On a recent sunny Saturday morning, children and parents filed into the Yau Kung Moon School in San Francisco’s Chinatown to practice their martial arts techniques, train with traditional weapons and practice lion dancing ahead of their performance in this weekend’s Chinese New Year Parade on Feb. 19.
The Yau Kung Moon School — named for the southern Shaolin kung fu style it teaches — has a practice room in a building on Waverly Place just off Clay Street filled with trophies, honors and banners. Spears, staffs and swords are placed neatly in the corner behind the yellow-and-red-colored dragon costumes the school is known for. Performers wear yellow shirts, yellow pants, a red sash and traditional, striped red-and-gold leggings.
Led by Richard Ow (referred to as “sifu,” meaning teacher), students learn the fundamentals of the Yau Kung Moon style, and the Nam Si Buk Mo lion dance style. Ow currently teaches 50 students and has trained 300 students since he became a sifu in 2000.

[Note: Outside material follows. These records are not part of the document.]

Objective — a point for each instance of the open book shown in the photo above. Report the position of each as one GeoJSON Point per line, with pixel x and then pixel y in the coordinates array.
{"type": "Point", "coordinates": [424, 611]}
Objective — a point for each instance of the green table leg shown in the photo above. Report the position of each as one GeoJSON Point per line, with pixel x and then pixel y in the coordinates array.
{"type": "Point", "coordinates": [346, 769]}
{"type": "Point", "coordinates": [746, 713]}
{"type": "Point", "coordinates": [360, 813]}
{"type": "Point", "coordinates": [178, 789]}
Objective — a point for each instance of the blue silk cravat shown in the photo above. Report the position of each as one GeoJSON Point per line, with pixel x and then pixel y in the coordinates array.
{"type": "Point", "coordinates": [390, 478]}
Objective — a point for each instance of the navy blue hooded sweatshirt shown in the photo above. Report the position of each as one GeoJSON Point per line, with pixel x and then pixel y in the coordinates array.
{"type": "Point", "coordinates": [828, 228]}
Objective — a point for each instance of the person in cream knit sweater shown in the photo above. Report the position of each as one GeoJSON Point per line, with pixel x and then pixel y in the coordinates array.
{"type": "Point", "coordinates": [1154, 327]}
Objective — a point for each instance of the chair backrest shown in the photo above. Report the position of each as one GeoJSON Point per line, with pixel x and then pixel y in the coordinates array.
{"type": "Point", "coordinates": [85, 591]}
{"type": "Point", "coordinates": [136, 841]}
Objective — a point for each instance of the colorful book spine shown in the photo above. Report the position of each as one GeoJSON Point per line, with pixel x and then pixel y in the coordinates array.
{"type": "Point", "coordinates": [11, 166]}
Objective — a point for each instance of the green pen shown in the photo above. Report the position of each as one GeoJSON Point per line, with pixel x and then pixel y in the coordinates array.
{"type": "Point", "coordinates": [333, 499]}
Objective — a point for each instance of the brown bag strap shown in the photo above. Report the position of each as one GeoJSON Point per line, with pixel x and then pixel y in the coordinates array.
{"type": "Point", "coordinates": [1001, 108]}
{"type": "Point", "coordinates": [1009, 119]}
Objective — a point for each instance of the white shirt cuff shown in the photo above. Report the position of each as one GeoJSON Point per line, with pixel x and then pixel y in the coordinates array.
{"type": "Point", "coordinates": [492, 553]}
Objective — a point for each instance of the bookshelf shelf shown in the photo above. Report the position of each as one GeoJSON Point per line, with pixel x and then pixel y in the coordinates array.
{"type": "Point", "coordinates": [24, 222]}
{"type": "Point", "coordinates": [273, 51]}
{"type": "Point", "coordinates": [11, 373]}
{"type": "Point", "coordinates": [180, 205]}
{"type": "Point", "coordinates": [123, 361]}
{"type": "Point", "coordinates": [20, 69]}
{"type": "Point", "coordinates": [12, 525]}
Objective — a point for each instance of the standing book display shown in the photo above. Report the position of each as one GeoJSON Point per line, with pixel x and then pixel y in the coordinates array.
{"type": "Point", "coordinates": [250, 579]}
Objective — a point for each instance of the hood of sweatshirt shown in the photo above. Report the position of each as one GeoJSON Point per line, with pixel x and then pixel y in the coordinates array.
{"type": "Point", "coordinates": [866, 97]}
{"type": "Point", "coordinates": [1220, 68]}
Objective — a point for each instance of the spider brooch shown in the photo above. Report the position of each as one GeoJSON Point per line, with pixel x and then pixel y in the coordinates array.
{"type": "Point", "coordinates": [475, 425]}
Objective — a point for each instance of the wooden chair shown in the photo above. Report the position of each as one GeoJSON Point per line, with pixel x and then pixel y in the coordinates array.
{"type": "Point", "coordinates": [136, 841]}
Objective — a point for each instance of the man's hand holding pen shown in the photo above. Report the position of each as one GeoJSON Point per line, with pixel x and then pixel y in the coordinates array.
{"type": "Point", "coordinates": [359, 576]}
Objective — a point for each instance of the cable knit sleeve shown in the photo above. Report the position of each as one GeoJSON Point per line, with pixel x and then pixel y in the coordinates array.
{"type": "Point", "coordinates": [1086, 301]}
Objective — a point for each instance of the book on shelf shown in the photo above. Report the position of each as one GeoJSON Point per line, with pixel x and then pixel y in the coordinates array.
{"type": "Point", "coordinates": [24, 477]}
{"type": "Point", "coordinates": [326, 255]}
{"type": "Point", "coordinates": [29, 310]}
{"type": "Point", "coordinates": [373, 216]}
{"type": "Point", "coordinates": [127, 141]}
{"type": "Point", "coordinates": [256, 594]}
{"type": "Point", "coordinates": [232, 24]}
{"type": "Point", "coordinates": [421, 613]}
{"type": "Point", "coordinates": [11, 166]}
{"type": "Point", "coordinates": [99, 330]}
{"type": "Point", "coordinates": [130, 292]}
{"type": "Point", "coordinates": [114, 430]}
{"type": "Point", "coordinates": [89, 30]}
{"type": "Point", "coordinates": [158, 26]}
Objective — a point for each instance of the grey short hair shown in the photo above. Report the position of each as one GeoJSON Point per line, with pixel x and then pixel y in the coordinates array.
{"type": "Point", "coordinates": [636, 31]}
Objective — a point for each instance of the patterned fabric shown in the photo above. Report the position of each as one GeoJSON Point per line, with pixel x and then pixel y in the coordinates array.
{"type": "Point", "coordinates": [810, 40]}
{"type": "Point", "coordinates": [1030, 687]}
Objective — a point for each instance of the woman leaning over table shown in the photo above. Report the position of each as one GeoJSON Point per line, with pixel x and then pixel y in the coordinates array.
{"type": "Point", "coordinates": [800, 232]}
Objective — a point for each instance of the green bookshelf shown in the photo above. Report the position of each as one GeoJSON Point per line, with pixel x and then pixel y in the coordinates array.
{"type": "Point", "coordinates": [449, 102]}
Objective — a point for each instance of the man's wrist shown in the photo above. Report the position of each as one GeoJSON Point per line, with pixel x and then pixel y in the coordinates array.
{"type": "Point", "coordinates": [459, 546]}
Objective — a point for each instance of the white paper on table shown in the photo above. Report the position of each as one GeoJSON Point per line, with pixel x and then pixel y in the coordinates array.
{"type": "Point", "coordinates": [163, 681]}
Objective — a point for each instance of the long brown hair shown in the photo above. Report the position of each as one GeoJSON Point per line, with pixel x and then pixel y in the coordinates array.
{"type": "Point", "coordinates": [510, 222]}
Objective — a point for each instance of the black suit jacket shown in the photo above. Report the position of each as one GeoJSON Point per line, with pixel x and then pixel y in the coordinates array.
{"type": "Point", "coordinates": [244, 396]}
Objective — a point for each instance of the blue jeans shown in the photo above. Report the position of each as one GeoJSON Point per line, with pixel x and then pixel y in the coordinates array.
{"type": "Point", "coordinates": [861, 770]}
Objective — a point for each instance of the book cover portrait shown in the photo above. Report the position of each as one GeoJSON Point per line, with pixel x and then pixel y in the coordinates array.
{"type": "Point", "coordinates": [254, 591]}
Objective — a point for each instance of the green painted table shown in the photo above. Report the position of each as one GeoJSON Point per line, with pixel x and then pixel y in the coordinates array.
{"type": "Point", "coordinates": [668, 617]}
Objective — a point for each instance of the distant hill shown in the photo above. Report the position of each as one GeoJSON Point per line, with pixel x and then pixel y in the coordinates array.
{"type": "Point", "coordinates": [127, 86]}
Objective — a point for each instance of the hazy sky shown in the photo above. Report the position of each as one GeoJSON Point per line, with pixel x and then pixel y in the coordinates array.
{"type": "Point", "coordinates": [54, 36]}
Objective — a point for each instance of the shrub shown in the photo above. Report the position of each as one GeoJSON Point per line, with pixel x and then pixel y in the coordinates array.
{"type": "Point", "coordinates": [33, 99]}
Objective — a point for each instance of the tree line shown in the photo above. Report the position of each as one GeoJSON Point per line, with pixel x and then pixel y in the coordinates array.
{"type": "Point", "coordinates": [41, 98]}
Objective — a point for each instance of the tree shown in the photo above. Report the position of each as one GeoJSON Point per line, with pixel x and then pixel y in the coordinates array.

“Sifu has a more in-depth meaning than ‘teacher,’” said Ow. “So first it’s like a coach. There’s a Chinese saying: ‘The student will watch the teacher and the teacher will watch the student.’ You’ll see in three to six years if the student is dedicated or worth your time. In the old-school way of thinking, the sifu doesn’t waste time. They let their younger instructors teach.”
The school has been in San Francisco for more than 50 years, and has participated in 36 Lunar New Year parades. Students’ ages range from 4 to 40 years old. The youngest students and beginners will march in the New Year parade, while students who have practiced kung fu will perform short sets for the crowd. Intermediate and advanced students will perform the lion dancing and help the younger students.

Ow was born and raised in San Francisco in a traditional Chinese household.
“My dad had a bakery on Washington Street in Chinatown and would work for over 12 hours regularly,” he said. “My sisters and I also helped with the business.”
Ow remembers vendors putting posters of martial arts movies on the window of the bakery and handing his father free movie tickets. His father would take him to see the films, and Ow grew up idolizing martial artists like Bruce Lee and Jackie Chan.
“Growing up, I was a skinny, weak kid so the films were a big inspiration,” said Ow.